Ringrazio la IV Commissione difesa e il suo presidente e relatore, tutti i gruppi di maggioranza e di opposizione che daranno voto favorevole per il lavoro svolto e dichiaro per tutti questi motivi che il voto dell'Ulivo sarà un voto favorevole e convinto (Applausi dei deputati dei gruppi L'Ulivo, Italia dei Valori e Rifondazione Comunista-Sinistra Europea).
PRESIDENTE. Ha chiesto di parlare sull'ordine dei lavori l'onorevole Buontempo. Ne ha facoltà.
TEODORO BUONTEMPO. Presidente, se questo provvedimento non è stato approvato in Commissione in sede legislativa, ciò è dovuto al voto contrario di Alleanza nazionale. Non è affatto vero ciò che ha sostenuto il collega nel precedente intervento, vale a dire che esso è stato approvato all'unanimità...
MARCO BOATO. A larga maggioranza!
TEODORO BUONTEMPO. ...perché Alleanza nazionale, anche su dichiarazione dell'onorevole Gamba, ha sempre espresso un voto contrario, anche alla possibilità che la Commissione deliberasse in sede legislativa.
Siamo l'unico partito - rivendichiamo con orgoglio questa posizione politica - a non aver condiviso nel merito il provvedimento e ad aver conseguentemente impedito che l'approvazione avvenisse in Commissione. Desidero che ciò sia chiaro e resti a verbale.
Mi meraviglio di come si faccia appello alle scelte negative del Governo Berlusconi e come invece si condannino le sue scelte positive (Applausi dei deputati del gruppo Alleanza Nazionale)!
PRESIDENTE. Sono così esaurite le dichiarazioni di voto finale.
(Coordinamento formale - A.C. 197-A ed abbinate)
PRESIDENTE. Prima di passare alla votazione finale, chiedo che la Presidenza sia autorizzata al coordinamento formale del testo approvato.
Se non vi sono obiezioni, rimane così stabilito.
(Così rimane stabilito).
(Votazione finale - A.C. 197-A ed abbinate)
PRESIDENTE. Passiamo alla votazione finale.
Indìco la votazione nominale finale, mediante procedimento elettronico, sul testo unificato delle proposte di legge n. 197-A ed abbinate, di cui si è testé concluso l'esame.
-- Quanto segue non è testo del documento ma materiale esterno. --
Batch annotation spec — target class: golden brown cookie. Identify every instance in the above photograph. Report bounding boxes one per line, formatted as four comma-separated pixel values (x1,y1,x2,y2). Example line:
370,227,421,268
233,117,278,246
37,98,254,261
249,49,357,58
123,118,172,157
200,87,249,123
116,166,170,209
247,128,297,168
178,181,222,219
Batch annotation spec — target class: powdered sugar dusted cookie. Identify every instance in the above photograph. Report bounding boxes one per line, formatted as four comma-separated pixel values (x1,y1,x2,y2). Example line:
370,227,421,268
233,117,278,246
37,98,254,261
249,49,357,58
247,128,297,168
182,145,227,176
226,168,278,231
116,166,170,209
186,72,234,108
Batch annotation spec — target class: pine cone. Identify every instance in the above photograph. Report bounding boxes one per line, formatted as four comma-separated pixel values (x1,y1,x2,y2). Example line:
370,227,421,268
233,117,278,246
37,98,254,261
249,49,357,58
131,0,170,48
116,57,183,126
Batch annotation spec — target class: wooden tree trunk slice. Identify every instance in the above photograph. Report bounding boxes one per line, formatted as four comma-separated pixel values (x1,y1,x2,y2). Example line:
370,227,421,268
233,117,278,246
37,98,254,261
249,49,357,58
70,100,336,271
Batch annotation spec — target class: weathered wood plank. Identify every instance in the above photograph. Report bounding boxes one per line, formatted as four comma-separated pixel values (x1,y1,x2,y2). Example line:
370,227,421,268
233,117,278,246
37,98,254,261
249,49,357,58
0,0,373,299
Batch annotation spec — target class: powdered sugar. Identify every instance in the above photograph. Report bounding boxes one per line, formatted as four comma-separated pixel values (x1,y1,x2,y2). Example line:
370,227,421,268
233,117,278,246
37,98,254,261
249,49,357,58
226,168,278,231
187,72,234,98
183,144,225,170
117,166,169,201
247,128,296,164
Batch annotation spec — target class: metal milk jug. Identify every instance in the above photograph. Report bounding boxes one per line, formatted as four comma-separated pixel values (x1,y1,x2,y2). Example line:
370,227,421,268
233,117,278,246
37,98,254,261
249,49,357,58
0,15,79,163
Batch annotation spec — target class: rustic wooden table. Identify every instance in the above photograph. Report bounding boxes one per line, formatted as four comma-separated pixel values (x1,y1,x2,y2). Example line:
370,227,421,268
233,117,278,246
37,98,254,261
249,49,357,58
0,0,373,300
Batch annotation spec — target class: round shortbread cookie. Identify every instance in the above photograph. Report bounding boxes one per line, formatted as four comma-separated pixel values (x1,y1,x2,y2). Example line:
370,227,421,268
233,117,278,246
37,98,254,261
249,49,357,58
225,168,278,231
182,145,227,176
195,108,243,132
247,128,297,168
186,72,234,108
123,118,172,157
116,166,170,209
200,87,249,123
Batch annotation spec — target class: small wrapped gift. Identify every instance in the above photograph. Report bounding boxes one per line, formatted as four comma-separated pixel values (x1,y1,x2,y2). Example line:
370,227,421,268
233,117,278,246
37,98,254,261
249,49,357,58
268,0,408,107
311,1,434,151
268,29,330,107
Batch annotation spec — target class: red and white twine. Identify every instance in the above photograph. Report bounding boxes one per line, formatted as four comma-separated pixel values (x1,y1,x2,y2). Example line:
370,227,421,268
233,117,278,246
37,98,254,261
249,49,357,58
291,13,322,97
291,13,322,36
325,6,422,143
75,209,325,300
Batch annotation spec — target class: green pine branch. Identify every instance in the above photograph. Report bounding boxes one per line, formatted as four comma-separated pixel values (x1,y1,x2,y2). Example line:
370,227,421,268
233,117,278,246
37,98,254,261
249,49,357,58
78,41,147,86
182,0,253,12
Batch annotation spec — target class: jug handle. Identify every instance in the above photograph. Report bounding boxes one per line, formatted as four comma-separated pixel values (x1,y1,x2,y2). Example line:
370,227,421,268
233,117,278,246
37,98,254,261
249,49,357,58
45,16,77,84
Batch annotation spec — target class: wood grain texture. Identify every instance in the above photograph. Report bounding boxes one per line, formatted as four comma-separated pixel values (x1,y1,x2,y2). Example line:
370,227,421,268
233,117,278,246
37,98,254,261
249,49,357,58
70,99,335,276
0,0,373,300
FABIO EVANGELISTI. Signor Presidente, vorrei intervenire sull'ordine dei lavori, chiedendole di prendere atto...
PRESIDENTE. Per prendere atto, occorre formalmente passare al voto.
(Segue la votazione).
Dichiaro chiusa la votazione.
Avverto che la Camera non è in numero legale per deliberare per 180 deputati.
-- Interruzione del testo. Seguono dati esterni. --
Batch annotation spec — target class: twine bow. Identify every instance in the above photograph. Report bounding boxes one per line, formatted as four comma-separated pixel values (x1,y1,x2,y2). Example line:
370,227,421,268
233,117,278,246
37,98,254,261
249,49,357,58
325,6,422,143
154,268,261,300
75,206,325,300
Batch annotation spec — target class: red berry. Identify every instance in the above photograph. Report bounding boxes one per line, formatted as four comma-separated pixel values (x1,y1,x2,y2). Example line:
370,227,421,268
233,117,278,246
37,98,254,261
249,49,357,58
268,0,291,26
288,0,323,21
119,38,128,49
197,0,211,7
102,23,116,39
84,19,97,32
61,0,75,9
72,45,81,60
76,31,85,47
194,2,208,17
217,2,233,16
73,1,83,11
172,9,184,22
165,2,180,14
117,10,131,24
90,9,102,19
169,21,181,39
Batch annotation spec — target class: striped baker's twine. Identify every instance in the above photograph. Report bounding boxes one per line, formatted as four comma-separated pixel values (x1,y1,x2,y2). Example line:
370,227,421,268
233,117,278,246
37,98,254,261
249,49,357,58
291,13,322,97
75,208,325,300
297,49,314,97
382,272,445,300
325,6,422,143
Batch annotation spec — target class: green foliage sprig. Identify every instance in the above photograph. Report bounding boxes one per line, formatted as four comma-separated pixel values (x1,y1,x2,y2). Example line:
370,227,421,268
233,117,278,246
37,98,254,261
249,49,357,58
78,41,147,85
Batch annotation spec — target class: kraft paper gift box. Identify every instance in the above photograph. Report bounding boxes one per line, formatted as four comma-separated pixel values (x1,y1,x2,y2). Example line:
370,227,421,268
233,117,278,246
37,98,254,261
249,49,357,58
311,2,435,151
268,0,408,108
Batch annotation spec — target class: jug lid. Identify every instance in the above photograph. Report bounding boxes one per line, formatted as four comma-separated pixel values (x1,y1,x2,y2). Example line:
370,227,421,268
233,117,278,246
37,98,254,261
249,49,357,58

A norma dell'articolo 47, comma 2, del regolamento, dovrei pertanto rinviare la seduta di un'ora, al fine di ripetere la votazione dopo la sospensione. Tuttavia, anche alla luce dei precedenti e tenendo conto del consenso dei gruppi, rinvio direttamente la votazione finale ad altra seduta.
Passiamo dunque al successivo punto all'ordine del giorno, per il quale non sono previste votazioni.